Pet disaster preparedness.

In honor of Disaster Preparedness Month in September, Leon Valley Veterinary Hospital wants to challenge our readers. How knowledgeable are you about disaster preparedness for pet owners? Are you ready if something were to happen?

Can You Check the Boxes?

In the San Antonio area, disaster prep is something that we are no stranger to. From hurricanes to flooding to wildfires to crazy things like sinkholes and earthquakes, natural disasters occur with little warning. 

While you may have thought about what you and your human family would and should do in these situations, have you considered your pets?

Do you know:

  • Where you would flee if you had to evacuate? 
  • How you would transport your pet(s)? 
  • What things you would bring along?
  • How you would find your pet if you became separated?

Putting some thought into these questions can help you be more prepared should anything ever happen.

Disaster Preparedness for Pet Owners

Thinking about basic steps to be prepared can be overwhelming, but putting those steps into actionable items makes it easier.

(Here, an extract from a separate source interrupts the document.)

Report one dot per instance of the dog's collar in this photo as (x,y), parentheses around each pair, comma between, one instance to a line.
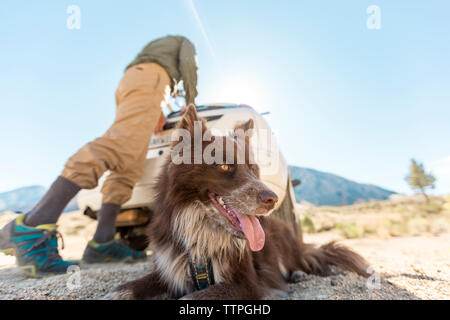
(202,273)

Disaster preparedness for pet owners can be broken down into a few areas to tackle one by one: 

  • Create an evacuation plan—You need to consider places that your family and/or your pets can go to should you need to leave your home. These should include options close by and further away in case of a mass evacuation. Create a list of friends, family, pet-friendly hotels, boarding facilities, and campgrounds that you could go to if necessary. Write the list down and keep it current. If you think evacuation is imminent, call ahead to reserve boarding and hotels as they may fill quickly. 
  • Put together a pet care kit—Having a supply of your pet’s care items in an easy-to-transport, organized location can be very helpful. Keep a pet carrier if applicable, extra leash and collar, at least a week’s worth of food, water, and medications, and bowls in a designated location that you can grab quickly. Rotate perishable items periodically. It is also helpful to keep a copy of your pet’s medical records in your pet care kit in case you need them. 
  • Create a pet emergency kit—Consider putting together a small pet first-aid kit and keeping it with your pet supplies as well. 
  • Ensure contact information is up to date—Be sure that your pet’s identification tags are current. If your pet is not already, consider microchipping them so that you can be more easily reunited should you become separated. Consider including multiple contacts on your microchip registration. It may also be helpful to keep a small, current picture of your pet with you.

Thinking through pet disaster preparedness ahead of time can really help should an actual emergency occur. The less you have to scramble and think, the faster you can get yourself and your pets to safety. 

Pet disaster preparedness is important. Please let us know if we can help you in any way. If we stick together, we can get through just about anything.